Nous devons bâtir un véritable Etat de droit qui doit sortir définitivement des barbaries que vous évoquez : massacres, viols, pillages et toutes autres formes d’atteinte aux droits de l’homme. La démocratie du Muntu est fondamentalement la démocratie de la sacralité de la vie humaine, car le Muntu est foncièrement un croyant qui croie en Dieu en tant que garant et distributeur de la justice. Le Peuple Congolais ne mérite pas tous ses mauvais sorts, d’où il doit se mettre totalement debout pour changer son destin. Personne ne le fera à sa place. Dieu nous des énergies afin que nous puissions les utiliser pour se libérer de la tyrannie. Dieu nous donne des armes pour combattre les forces des ténèbres et non pour nous compromettre avec elles.

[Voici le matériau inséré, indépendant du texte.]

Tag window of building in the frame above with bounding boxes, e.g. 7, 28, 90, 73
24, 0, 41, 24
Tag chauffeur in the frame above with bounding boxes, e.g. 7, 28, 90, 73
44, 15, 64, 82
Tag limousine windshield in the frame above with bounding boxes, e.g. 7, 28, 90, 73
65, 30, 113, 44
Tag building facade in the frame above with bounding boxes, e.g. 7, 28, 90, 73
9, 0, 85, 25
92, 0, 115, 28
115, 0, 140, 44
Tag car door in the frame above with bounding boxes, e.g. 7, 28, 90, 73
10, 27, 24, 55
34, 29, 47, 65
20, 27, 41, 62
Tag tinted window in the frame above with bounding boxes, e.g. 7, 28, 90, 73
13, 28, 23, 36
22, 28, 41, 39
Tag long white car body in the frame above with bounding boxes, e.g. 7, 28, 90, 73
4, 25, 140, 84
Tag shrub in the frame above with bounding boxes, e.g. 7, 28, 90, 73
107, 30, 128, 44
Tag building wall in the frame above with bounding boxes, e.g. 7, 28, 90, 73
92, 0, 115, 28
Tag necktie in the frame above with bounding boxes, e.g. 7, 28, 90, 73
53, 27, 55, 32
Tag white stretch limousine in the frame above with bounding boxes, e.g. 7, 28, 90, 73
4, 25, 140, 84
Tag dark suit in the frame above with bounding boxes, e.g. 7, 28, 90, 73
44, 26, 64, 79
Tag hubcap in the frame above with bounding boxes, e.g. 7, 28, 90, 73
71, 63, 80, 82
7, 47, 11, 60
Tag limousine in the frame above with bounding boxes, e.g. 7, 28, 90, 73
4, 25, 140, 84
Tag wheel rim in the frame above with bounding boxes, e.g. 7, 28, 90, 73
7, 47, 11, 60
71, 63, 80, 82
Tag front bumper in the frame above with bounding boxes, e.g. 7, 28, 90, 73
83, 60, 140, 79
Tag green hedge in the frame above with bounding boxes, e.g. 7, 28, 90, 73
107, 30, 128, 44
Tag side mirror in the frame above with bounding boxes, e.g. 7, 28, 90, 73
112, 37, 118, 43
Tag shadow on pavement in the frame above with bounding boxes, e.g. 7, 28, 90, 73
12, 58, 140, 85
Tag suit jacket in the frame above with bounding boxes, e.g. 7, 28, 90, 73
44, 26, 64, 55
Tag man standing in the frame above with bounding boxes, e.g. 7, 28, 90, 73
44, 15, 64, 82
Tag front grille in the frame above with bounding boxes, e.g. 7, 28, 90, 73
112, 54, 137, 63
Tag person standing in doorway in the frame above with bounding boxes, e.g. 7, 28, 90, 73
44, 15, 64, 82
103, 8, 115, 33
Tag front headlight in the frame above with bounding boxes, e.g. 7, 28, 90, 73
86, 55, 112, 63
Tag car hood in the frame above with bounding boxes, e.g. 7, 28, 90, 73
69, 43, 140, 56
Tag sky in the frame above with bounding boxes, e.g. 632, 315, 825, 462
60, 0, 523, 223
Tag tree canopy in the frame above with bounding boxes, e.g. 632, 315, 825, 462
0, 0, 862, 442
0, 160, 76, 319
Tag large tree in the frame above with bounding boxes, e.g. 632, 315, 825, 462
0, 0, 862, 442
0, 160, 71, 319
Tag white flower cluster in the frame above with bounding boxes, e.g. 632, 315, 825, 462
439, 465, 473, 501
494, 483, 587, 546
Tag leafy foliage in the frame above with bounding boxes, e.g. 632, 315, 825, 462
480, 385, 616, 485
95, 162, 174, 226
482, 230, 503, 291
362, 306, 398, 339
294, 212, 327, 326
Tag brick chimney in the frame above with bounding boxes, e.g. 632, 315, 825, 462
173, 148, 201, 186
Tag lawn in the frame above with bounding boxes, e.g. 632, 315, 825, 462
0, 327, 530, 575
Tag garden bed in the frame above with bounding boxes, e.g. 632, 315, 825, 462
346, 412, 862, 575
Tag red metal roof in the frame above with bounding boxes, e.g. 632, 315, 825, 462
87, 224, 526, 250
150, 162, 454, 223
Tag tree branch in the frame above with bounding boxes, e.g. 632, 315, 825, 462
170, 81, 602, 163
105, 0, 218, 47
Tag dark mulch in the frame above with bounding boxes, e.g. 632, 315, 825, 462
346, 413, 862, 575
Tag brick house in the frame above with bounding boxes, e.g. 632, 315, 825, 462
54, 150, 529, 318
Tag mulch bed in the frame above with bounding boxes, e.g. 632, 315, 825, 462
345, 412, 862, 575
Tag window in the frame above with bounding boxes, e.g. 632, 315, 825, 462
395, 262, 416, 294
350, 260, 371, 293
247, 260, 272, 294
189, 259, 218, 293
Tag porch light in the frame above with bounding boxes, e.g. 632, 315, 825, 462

Dieu nous donne des armes spirituelles pour que nous les utilisions et Dieu ne les utilisera pas à notre place. La transition exceptionnelle est aussi un engagement pour une vraie cohésion nationale dans le cadre d’un vrai Pacte Social National (PSN). L’Etat devra veiller à ce que les religions et les églises y afférentes ne soient pas au cœur de la démobilisation sociale et du désordre social.

Un travail d’harmonisation sera fait dans ce sens. L’Etat veillera à ce que les religions et les églises y afférentes soient toujours des véhicules de messages d’amour, de fraternité, d’espérance, de liberté, de solidarité et de tolérance. Il y a un besoin de trouver de nouvelles façons de concevoir, en raison et en pleine autonomie réciproque, le rôle des institutions religieuses dans l’élaboration démocratique du bien commun. Il faudra lutter contre l’obscurantisme, l’ignorance et le radicalisme pour que nous soyons capables d’anticiper sur le terrorisme qui nous menace tous.